Supermicro's NVIDIA B200 systems show performance gains on MLPerf Inference v5.0

Supermicro reported strong performance for its NVIDIA HGX B200 systems on several MLPerf Inference v5.0 benchmarks. The company demonstrated over three times the token generation compared to prior systems, indicating advancement in Artificial Intelligence (AI) capabilities.

Charles Liang, president and CEO of Supermicro, stated, “Supermicro remains a leader in the AI industry, as evidenced by the first new benchmarks released by MLCommons in 2025. Our building block architecture enables us to be first-to-market with a diverse range of systems optimized for various workloads. We continue to collaborate closely with NVIDIA to fine-tune our systems and secure a leadership position in AI workloads.”

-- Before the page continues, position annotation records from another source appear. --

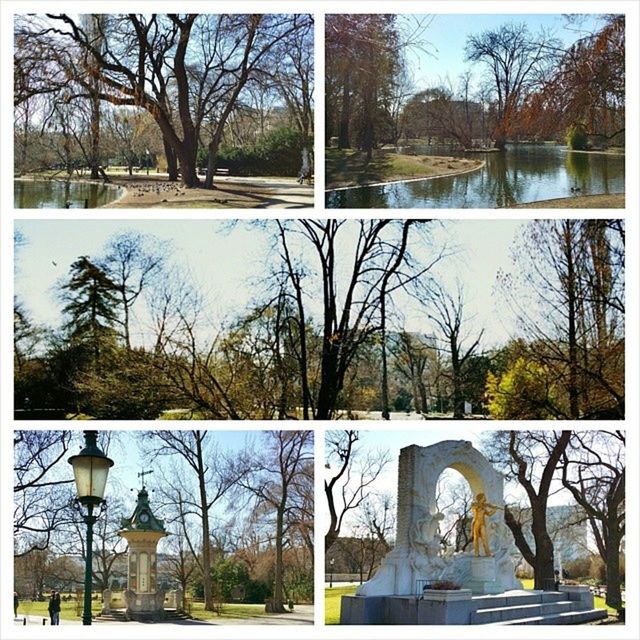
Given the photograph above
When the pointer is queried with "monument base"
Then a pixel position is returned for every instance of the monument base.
(461, 607)
(144, 606)
(483, 576)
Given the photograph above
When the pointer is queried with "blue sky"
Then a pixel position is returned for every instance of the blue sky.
(446, 36)
(224, 265)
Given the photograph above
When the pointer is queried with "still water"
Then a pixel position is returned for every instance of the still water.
(523, 173)
(54, 194)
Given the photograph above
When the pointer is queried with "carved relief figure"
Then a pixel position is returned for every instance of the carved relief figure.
(481, 511)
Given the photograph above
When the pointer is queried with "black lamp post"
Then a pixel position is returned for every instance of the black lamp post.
(90, 470)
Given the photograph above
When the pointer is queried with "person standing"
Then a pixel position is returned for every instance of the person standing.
(54, 608)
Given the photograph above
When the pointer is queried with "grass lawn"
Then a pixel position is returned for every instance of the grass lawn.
(68, 610)
(234, 611)
(350, 168)
(332, 602)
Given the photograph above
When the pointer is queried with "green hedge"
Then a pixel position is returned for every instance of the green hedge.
(277, 153)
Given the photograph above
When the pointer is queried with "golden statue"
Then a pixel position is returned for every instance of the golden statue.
(481, 510)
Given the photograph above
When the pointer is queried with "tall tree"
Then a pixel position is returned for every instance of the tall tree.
(91, 308)
(131, 262)
(593, 470)
(532, 459)
(447, 313)
(568, 296)
(185, 70)
(353, 471)
(41, 490)
(516, 61)
(279, 473)
(209, 476)
(351, 301)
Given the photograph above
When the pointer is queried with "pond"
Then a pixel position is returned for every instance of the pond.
(522, 173)
(55, 194)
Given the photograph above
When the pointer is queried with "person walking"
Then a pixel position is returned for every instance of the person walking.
(54, 608)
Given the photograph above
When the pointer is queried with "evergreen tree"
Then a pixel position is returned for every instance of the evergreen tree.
(91, 304)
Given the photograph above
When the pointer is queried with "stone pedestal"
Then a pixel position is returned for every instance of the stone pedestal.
(106, 601)
(483, 576)
(144, 606)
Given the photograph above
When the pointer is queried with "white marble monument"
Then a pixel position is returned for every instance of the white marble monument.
(417, 557)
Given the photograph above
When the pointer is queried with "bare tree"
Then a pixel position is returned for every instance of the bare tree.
(211, 475)
(532, 458)
(280, 474)
(593, 470)
(516, 61)
(132, 260)
(42, 491)
(447, 313)
(350, 317)
(353, 473)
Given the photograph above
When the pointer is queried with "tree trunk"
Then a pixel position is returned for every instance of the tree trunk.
(345, 114)
(206, 538)
(278, 587)
(213, 158)
(172, 160)
(385, 375)
(424, 402)
(614, 596)
(571, 292)
(187, 153)
(94, 149)
(543, 567)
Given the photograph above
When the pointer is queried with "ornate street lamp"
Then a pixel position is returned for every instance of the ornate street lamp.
(90, 470)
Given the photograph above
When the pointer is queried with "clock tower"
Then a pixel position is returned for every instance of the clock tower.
(143, 531)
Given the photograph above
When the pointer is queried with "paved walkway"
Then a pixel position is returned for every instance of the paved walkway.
(302, 614)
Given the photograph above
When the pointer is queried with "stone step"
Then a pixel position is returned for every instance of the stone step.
(517, 599)
(498, 614)
(567, 617)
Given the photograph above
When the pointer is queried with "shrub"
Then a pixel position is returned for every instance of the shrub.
(577, 136)
(256, 592)
(277, 153)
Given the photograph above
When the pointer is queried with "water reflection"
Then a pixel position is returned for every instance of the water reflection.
(55, 194)
(526, 173)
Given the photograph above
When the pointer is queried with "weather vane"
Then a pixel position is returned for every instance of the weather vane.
(144, 473)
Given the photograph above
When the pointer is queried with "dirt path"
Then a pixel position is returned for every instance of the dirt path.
(142, 192)
(604, 201)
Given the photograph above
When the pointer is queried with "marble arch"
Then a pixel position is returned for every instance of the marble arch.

Supermicro optimized its air-cooled and liquid-cooled NVIDIA HGX B200 systems for peak performance before the benchmarking. Both variations achieved comparable performance within their operating margins. These optimizations allowed the systems to reach over 1,000 tokens per second for large model inferences, notably outperforming earlier generations.

The SYS-421GE-NBRT-LCC and SYS-A21GE-NBRT systems reached remarkable performance scores on frameworks such as Mixtral and Llama3.1. MLCommons acknowledged Supermicro for the performance gains compared to previous models, stating, “Customers will be pleased by the performance improvements achieved which are validated by the neutral, representative, and reproducible MLPerf results.”

In summary, Supermicro's B200 systems are presenting notable advancements in inference performance on MLPerf benchmarks, with over 100 GPU-optimized models. The company's commitment to enhancing AI performance reflects its ongoing collaboration with NVIDIA.